Matikainen et al. preview work from Wozniak et al. that reveals that inflammasomes mediate sequence-specific miRNA loading into exosomes.
Abstract
Inflammasomes are multiprotein complexes of the innate immune system. Their activation leads to robust secretion of exosomes. In this issue, Wozniak et al. (2020. J. Cell Biol. https://doi.org/10.1083/jcb.201912074) reveal a connection between inflammasome-mediated cleavage of Rab-interacting lysosomal protein (RILP) and sequence-specific loading of miRNAs into exosomes.

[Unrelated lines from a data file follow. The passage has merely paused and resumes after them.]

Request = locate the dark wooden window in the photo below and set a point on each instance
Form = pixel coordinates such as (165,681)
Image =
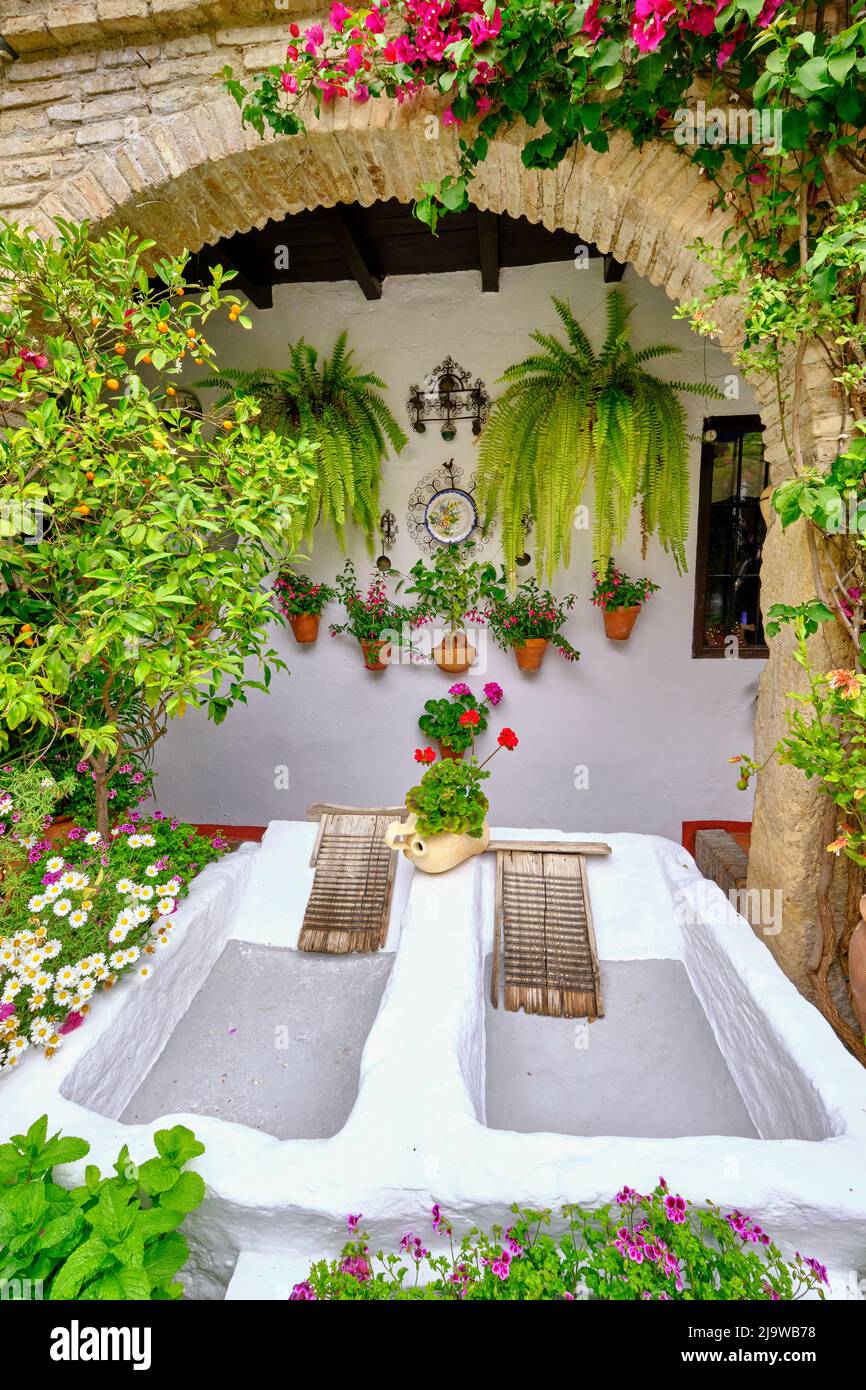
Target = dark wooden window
(730,537)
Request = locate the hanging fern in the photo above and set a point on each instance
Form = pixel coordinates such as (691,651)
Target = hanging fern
(567,412)
(338,409)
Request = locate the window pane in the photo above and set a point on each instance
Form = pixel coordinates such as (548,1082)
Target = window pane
(754,467)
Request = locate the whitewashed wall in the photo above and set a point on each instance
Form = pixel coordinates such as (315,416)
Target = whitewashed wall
(652,726)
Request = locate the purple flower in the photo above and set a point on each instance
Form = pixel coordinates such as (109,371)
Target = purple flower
(674,1209)
(302,1293)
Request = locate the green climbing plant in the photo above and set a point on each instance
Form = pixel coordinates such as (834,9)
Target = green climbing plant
(337,407)
(567,412)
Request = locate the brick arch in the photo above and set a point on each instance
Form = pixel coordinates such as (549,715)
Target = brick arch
(189,178)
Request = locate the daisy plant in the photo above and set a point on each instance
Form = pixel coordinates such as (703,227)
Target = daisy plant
(79,912)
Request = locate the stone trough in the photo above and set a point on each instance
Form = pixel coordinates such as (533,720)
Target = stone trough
(741,1091)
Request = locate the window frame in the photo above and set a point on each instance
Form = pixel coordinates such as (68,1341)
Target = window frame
(747,424)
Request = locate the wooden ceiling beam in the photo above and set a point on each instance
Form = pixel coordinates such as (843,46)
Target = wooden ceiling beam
(488,252)
(349,249)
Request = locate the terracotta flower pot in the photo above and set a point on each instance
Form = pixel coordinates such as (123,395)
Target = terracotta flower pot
(376,652)
(531,653)
(305,627)
(453,754)
(453,653)
(434,854)
(620,622)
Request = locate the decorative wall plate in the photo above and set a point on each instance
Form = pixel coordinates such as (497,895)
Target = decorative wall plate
(442,510)
(451,516)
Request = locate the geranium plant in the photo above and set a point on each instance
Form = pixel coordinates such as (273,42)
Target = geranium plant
(111,1237)
(449,797)
(79,912)
(141,592)
(531,613)
(456,722)
(613,590)
(654,1246)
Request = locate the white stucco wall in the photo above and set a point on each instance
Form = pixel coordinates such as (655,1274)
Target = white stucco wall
(652,726)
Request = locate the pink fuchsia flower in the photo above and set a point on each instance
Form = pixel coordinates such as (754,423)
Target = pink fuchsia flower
(594,27)
(674,1209)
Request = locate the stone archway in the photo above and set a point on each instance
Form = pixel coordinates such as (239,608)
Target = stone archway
(91,128)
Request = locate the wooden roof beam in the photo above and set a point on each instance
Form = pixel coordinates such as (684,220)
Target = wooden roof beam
(352,253)
(488,252)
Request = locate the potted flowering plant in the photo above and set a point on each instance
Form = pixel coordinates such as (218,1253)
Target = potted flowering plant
(300,601)
(446,820)
(455,722)
(452,590)
(620,599)
(371,617)
(528,623)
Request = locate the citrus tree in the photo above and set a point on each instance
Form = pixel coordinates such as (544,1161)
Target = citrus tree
(134,535)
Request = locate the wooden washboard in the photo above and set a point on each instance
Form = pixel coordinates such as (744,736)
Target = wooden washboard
(349,904)
(542,929)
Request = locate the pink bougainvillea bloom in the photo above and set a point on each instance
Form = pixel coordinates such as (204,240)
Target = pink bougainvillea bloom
(594,27)
(338,15)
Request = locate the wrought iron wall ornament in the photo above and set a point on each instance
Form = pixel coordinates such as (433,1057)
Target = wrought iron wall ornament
(449,395)
(442,510)
(388,530)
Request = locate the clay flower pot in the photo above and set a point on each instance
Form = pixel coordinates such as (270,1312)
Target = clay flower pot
(434,854)
(620,622)
(531,653)
(453,653)
(376,652)
(305,627)
(453,754)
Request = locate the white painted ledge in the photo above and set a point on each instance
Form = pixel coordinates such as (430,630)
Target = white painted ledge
(416,1133)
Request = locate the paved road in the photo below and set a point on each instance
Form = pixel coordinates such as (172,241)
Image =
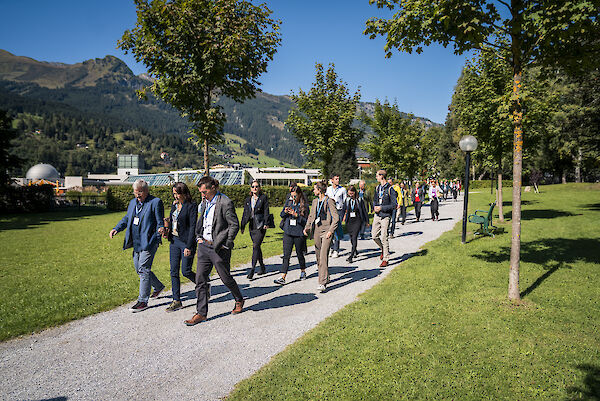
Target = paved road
(152,355)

Exosomes are nano-sized, membrane-bound extracellular vesicles originating from the endosomal pathway via the formation of multivesicular bodies (MVBs). They are released from the recipient cells into the extracellular space upon fusion of the MVBs with the plasma membrane. Once released by the cell, exosomes can be taken up by recipient cells delivering their cargo molecules such as proteins and multiple RNA species, including miRNAs, to the target cells (1). Exosomes mediate local and systemic intercellular communication, and the role of exosomes is emerging as an important new area of biomedical research. There is growing evidence that exosome secretion is increased in many inflammatory diseases, including cardiovascular and neurodegenerative diseases (1). In general, several inflammatory stimuli are known to induce exosome secretion, and exosomes that are secreted in response to inflammatory stimuli differ in their protein and miRNA content compared with exosomes produced under homeostasis (1).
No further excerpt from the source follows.